これは元モトローラの端末部門モトローラ・モビリティをグーグルから引き継いだ「Moto」ブランドも同じである。レノボには複数のスマートフォンブランドがあるが、自社で展開してきたそれらのブランド(グーグルと共同開発したTangoデバイスのPhab 2 Proもレノボ発のブランド)とは別の独立した組織として運営されている。

これには理由がある。

レノボグループ全体としては、日本のNECなども含めて重なる事業領域の多い非効率な組織に見えるが、これを彼らは一向に改善しようとしないのだ。ブランドの統廃合と、それに伴う組織の効率化を進めると、人的資源の流出が急速に進み、商品力が落ちると知っているからである。

中国初の大手パソコンメーカー「レジェンド」として始まったレノボだが、その歴史を振り返ると買収後の組織が商品力を落とさないことをもっとも重視している。
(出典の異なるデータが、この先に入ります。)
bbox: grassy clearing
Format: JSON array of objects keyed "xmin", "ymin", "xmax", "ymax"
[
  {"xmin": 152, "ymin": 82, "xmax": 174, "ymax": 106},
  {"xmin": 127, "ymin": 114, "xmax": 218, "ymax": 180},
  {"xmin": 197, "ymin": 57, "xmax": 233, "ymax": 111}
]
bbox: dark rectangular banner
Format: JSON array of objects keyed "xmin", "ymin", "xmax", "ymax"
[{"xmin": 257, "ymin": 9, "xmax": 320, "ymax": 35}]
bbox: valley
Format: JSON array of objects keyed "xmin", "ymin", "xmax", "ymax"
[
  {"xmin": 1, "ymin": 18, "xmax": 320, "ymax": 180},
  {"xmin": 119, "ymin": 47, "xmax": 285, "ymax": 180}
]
組織の効率化や、ブランド投資の効率化、開発・生産体制の効率化は、やり過ぎると本来買収先が持っていた商品力を落とし、売り上げを失ってしまうことにもなる。

多くの独自ブランドを展開しながら、しかし、ThinkPad、NEC LAVIE、Motoといったブランドや組織、人的リソースも残す。ハードウエアメーカーとしてのレノボの生き残りのレシピが、スマートフォン市場が成熟期にある中にあっては強みになろうとしている。

中国資本ならではの低コスト生産

レノボのスマートフォン事業は、足元だけをみると楽観できない状況だ。彼らの強みのひとつは、中国市場で数多くの端末を販売することで調達力を上げ、また中国資本ならではの低コストな生産体制で、高付加価値のブランド端末の収益性を上げられることだ。
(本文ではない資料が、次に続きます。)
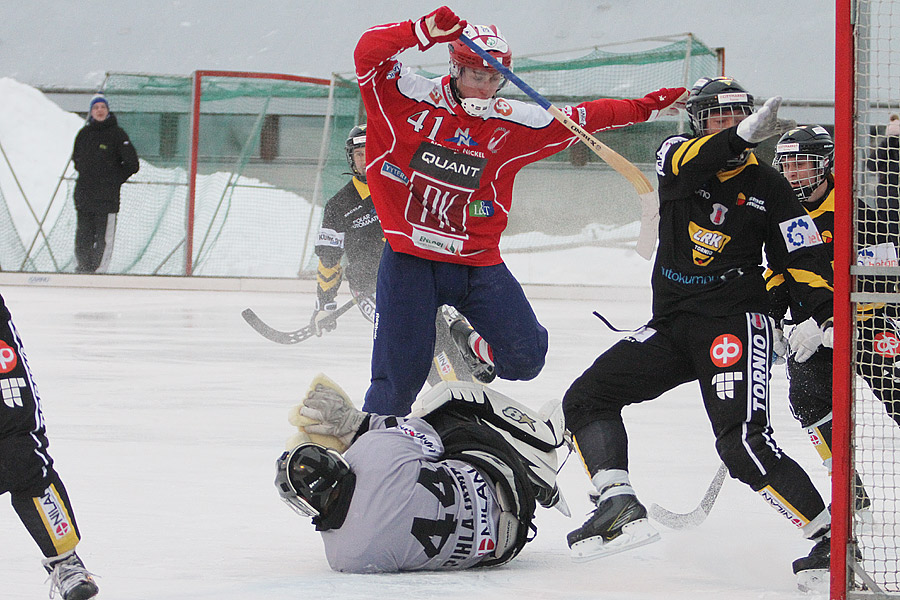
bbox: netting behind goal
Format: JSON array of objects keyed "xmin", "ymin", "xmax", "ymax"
[
  {"xmin": 834, "ymin": 1, "xmax": 900, "ymax": 598},
  {"xmin": 1, "ymin": 35, "xmax": 721, "ymax": 277}
]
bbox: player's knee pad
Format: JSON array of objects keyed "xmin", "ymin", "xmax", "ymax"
[
  {"xmin": 0, "ymin": 433, "xmax": 52, "ymax": 494},
  {"xmin": 562, "ymin": 381, "xmax": 623, "ymax": 435},
  {"xmin": 496, "ymin": 338, "xmax": 547, "ymax": 381}
]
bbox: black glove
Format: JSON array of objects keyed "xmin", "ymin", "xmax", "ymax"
[{"xmin": 310, "ymin": 299, "xmax": 338, "ymax": 336}]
たとえば、NECのパソコンは単独では生き残れなかっただろう。しかし、レノボの調達力で新しい部品や技術の提案を低コストで受けることができ、また、マイクロソフトやインテルなどのプラットフォーマーとの協業や情報入手も最優先で受けられる。いずれもNEC単独では望めなかった。中国企業でありながら、日本や米国にある魅力ある開発拠点、ブランドを持ち、中国企業の強みを活かしながらも、高い商品力をもたせることができる。レノボおよびMotoブランドのスマートフォンでも同じシナジーが得られる見込みは充分にある。

ところが中国市場でのiPhone売り上げが、iPhone6の世代から急伸。さらにシャオミをはじめとする新興メーカーの台頭もある。中国メーカーとしてはブランド力が認められるレノボだが、アップルほどの高級路線は押し通せない。上と下に挟まれて、中国市場での戦いは厳しさを増している。

そんな中でレノボが目指しているが、コンシューマブランドとして米国市場をはじめ、グローバルでレノボブランドを定着させることだ。